Co-owner Nagarjuna during Mumbai Masters Match at Indian Badminton League 2013

Nagarjuna made his début as a television producer in 2009 with the soap opera Yuva. He was a major shareholders of the television channel Maa TV before it was sold to the Star Network. Nagarjuna hosted the Indian Telugu-language version of Who Wants to Be a Millionaire? titled Meelo Evaru Koteeswarudu. The first season of the show was telecast on MAA TV from 9 June 2014 to 7 August 2014 (40 episodes). The second season was also showcased on MAA TV from 9 December 2014 to 27 February 2015 (55 episodes). In 2015, he was honoured with the Entertainment Leader Award (Television) for his work in the show at the TV5 Business Leaders Awards ceremony. He had hosted the third, fourth, fifth, sixth and seventh season of Bigg Boss in 2019, 2020, 2021, 2022 and 2023 and the First Season of Bigg Boss Non Stop in 2022.

=== Ownerships, endorsements and earnings ===

Since 2013, he is a co-owner of the Mumbai Masters of the Indian Badminton League, along with Sunil Gavaskar, and of the Mahi Racing Team India, along with MS Dhoni. Nagarjuna currently endorses Kalyan Jewellers in Telangana and Andhra Pradesh. He was listed as No. 36 and No. 43 in Forbes Indias top 100 Celebrities for the years 2012 and 2013 respectively. He is one of the co-owners of the Indian Super League club Kerala Blasters FC.
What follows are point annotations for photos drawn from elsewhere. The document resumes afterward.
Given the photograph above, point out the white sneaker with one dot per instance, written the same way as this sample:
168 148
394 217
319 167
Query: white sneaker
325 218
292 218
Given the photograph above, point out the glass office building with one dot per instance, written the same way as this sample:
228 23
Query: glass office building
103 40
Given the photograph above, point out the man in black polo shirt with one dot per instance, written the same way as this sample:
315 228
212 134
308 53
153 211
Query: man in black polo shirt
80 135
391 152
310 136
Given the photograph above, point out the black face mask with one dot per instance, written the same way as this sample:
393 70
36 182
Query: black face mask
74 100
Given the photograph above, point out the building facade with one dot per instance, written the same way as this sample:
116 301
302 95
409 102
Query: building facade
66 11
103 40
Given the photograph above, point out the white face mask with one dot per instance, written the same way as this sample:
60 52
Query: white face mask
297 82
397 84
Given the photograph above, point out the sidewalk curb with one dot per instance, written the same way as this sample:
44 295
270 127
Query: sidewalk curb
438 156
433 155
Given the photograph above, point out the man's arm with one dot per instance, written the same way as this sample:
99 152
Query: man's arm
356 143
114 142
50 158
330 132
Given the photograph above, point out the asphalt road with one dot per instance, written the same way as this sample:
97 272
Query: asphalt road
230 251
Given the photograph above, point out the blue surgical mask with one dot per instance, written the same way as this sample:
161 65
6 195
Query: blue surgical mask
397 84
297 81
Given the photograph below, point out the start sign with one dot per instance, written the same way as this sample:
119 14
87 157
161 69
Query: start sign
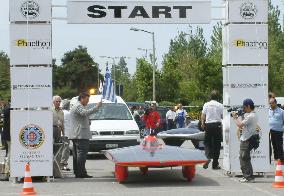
139 12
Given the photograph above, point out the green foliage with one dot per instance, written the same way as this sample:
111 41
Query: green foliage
191 69
143 80
77 73
4 77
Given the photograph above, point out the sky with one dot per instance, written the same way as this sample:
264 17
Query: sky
112 40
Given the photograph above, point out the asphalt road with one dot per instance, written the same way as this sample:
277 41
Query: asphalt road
164 182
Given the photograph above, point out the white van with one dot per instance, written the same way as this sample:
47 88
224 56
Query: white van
280 100
113 126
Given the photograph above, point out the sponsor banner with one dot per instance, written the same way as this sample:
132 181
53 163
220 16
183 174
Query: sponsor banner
246 44
30 44
31 136
31 87
242 82
247 11
231 144
30 10
134 12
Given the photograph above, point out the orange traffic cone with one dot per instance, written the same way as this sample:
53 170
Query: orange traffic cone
279 180
28 188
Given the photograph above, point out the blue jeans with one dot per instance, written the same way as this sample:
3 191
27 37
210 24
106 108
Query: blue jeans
80 151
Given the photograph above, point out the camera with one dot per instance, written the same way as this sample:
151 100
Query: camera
238 111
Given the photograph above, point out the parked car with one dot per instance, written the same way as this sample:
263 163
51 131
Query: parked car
113 126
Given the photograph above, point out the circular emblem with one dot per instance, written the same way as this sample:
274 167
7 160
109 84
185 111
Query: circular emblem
31 136
248 10
30 9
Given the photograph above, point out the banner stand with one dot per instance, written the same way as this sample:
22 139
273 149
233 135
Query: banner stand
31 88
245 75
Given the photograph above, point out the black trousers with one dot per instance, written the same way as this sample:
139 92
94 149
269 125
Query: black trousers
212 141
80 151
276 139
171 124
245 160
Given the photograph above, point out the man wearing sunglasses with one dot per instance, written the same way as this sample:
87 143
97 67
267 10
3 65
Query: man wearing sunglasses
276 123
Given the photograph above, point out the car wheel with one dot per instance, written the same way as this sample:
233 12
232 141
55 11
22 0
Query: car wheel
188 172
173 142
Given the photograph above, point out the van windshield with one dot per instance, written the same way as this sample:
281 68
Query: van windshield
111 111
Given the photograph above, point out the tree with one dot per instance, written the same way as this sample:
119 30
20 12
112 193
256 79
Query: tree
143 80
77 73
5 92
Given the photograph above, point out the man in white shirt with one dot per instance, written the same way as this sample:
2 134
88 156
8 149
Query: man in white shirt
211 122
181 115
249 129
171 117
65 139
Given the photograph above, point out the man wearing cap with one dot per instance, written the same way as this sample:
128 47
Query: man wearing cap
211 122
248 128
80 133
276 123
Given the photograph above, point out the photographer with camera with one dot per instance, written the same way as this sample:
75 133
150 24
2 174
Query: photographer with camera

=== N3 Realty Enterprises ===
Nagarjuna is the founding partner of N3 Realty Enterprises, the parent entity for N-Convention center, N-Grill and District N. The later two establishments are now non-existent. In 2014, advocate-general K. Ramakrishna Reddy believed that the N Convention is an unauthorised and illegal structure. Subsequently, through legal opinions, a correction path of the land was initiated by the local administrators. On 24 August 2024, the Hyderabad Disaster Response and Asset Monitoring and Protection (HYDRAA) demolished the N-Convention centre citing encroachment of adjacent lake. However, Nagarjuna has clarified in a statement that the land on which N-convention has been built is a Patta Documented land and not even one cent of the land beyond that has been encroached upon. In a press conference, former member of the Lok Sabha, Balka Suman said that Nagarjuna's N-Convention center was demolished because Nagarjuna refused to pay a bribe of Rs. 400 crore as demanded by Chief Minister Revanth Reddy.

== Philanthropy ==
Nagarjuna, along with his wife Amala, are co-founders of Blue Cross of Hyderabad, recognised by the Animal Welfare Board of India. It is a non-government organisation (NGO) in Hyderabad, which works for the welfare of animals. Nagarjuna was also involved in welfare programs undertaken by the MAA TV association, and presently serves as the brand ambassador for HIV/AIDS awareness campaigns. In 2010, he starred in an HIV/AIDS animated software tutorial created by TeachAids, a nonprofit founded at Stanford University.

== Personal life ==
In February 1984, Nagarjuna married Lakshmi Daggubati, the daughter of D. Ramanaidu, a prominent film-maker, and sister of the actor Venkatesh and producer Suresh Babu. Lakshmi and Nagarjuna have one son, actor Naga Chaitanya born on 23 November 1986. However, the couple got divorced in 1990. Nagarjuna then married actress Amala on 11 June 1992, and the couple have one son, actor Akhil, born on 8 April 1994.

== Accolades ==

Nagarjuna has been the recipient of two National Film Awards, ten Nandi Awards and three Filmfare Awards South.